Every one of the 600 homes in rural Pinetops has access to symmetrical, fiber-to-the-home, gigabit internet service. So why are state legislators trying to disconnect us and take away the biggest economic and education advantage we have had in decades? Why are they siding with big telecom corporations rather than their rural constituents whose livelihoods are being crippled by antiquated internet service?
In 2011, the telecom industry pushed the N.C. General Assembly to pass a law limiting the city of Wilson’s internet service area to Wilson County, even though Wilson is a longtime utility provider to Pinetops and other small towns in neighboring counties. The Federal Communication Commission preempted this law in 2015, which allowed Pinetops to invite Wilson to bring its Greenlight fiber internet service to the town in March 2016. In May, the state challenged the FCC decision and won, which will force Greenlight to disconnect Pinetops.

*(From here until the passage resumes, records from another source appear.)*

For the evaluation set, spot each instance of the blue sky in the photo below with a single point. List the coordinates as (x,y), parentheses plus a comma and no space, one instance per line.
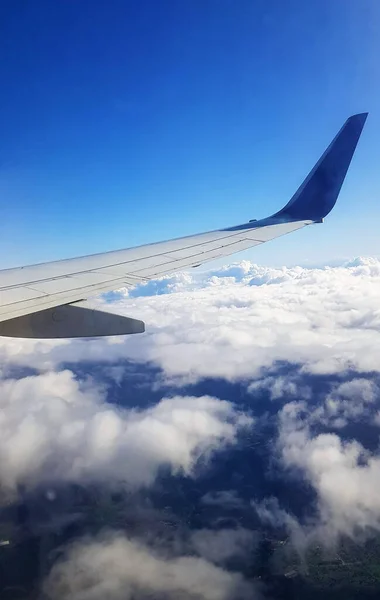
(128,122)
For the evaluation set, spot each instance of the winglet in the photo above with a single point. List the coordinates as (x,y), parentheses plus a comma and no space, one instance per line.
(317,195)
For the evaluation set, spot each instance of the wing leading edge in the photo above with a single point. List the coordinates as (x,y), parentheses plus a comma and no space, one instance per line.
(34,299)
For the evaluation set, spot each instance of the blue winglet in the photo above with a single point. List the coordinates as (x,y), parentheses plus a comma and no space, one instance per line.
(316,197)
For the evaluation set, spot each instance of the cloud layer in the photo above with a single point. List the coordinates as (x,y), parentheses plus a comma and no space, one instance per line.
(55,428)
(302,343)
(117,568)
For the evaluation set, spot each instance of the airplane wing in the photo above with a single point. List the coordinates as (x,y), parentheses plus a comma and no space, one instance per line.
(47,300)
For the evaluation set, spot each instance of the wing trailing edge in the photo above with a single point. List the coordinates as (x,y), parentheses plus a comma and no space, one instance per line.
(70,321)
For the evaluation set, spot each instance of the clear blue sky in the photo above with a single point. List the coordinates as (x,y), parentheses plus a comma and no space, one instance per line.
(124,122)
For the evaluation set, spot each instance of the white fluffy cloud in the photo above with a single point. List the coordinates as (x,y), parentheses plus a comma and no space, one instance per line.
(118,568)
(218,546)
(344,474)
(233,322)
(54,428)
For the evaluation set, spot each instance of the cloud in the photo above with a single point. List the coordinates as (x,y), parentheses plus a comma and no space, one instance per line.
(345,475)
(118,568)
(54,427)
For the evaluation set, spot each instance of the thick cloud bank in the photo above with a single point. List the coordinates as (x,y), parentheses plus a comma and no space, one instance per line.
(54,428)
(289,356)
(234,322)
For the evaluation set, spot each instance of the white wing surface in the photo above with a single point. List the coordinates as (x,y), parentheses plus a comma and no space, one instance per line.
(39,300)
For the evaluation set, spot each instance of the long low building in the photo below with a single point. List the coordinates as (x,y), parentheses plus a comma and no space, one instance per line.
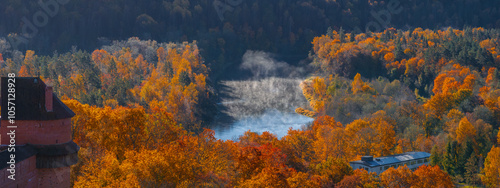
(411,159)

Rep. Susan Martin, R-Wilson, Rep. Shelley Willingham, D-Edgecombe, and Rep. Jean Farmer-Butterfield, D- Wilson, Sen. Erica Smith-Ingram, D-Martin, and Sen. Deanna Ballard, R-Watauga, introduced legislation to keep Pinetops connected, but the bills appear to be stalling because of intense lobbying by the big telecoms. Rep. Jeff Collins, R-Nash, has even introduced a bill that would force Greenlight out of Pinetops by a specific date.
We hear that the big telecoms are telling legislators that they are “upgrading” our little town with modern, even fiber-based internet. Our residents — their customers — tell a different story. Their “high speed” internet, sometimes 10Mbps/1Mpbs, buffers and crashes regularly and customer service is a joke. By comparison, Greenlight provides fiber-to-the-home symmetrical gigabit internet if we want it and their customer service is excellent.
Access to modern internet is vital our town’s future. Legislators should give us the freedom to choose internet partners we can depend on to improve our economy, educational opportunities and quality of life. Pinetops should be able to keep Greenlight and legislators should be encouraging, not disconnecting, modern internet access for our rural communities.